Abstract:
Unmanned Underwater Vehicles (UUVs) are being
deployed in advanced applications that require precise
manoeuvring close to complex underwater structures such as
oilrigs and subsea installations or moving objects such as
submarines. The effect of vehicle hydrodynamic parameter
variations is significant in such scenarios and in extreme
conditions the UUV may experience loss of control. In addition,
external disturbances present in these environments degrade the
controllability of the UUV. Adaptive control has been identified
as a promising solution that can improve the controllability in
such situations. Nevertheless, adaptive control is not widely used
within the industry mainly due to the trade-off between fast
learning and smooth control signals. The Command Governor
Adaptive Control (CGAC) has recently been proposed as a better
compromise between the two extremes. In this paper, the
performance of CGAC is investigated in the presence of
measurement noise and actuator dead-zone.
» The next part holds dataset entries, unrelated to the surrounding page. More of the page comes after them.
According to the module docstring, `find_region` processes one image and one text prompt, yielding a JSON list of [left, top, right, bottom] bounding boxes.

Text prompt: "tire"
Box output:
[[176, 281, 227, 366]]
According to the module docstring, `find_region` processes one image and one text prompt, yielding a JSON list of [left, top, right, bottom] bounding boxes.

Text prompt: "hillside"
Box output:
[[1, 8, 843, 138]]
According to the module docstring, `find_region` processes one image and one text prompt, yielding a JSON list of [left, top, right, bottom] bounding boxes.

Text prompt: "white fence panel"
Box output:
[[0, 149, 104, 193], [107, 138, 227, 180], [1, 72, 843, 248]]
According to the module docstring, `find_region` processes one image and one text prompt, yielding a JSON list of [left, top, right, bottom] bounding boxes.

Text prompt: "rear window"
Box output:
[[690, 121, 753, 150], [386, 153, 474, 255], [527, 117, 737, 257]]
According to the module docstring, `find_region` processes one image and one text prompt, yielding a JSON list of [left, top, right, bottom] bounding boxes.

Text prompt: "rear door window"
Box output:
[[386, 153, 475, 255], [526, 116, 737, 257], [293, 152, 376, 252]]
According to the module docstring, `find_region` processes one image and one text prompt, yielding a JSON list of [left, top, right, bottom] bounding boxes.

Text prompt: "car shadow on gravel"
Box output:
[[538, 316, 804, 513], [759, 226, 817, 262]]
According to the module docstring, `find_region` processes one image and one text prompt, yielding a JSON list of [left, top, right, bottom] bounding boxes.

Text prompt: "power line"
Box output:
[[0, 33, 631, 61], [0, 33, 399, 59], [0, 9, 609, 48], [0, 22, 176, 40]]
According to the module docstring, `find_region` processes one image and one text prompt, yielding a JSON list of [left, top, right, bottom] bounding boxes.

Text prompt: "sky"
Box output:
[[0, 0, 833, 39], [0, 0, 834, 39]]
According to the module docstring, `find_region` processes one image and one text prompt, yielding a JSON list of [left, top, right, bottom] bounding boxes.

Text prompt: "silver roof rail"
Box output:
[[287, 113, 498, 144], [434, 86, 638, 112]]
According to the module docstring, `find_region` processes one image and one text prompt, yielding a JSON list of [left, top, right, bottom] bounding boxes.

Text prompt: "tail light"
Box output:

Simulation results
show that that the CGAC is highly effective in retaining good
tracking performance even in the presence of significant noise
within the feedback signals and an unknown dead-zone in the
actuator.
Citation:
C. D. Makavita, H. D. Nguyen, S. G. Jayasinghe and D. Ranmuthugala, "Command Governor Adaptive Control for Unmanned Underwater Vehicles with measurement noise and actuator dead-zone," 2016 Moratuwa Engineering Research Conference (MERCon), 2016, pp. 379-384, doi: 10.1109/MERCon.2016.7480171.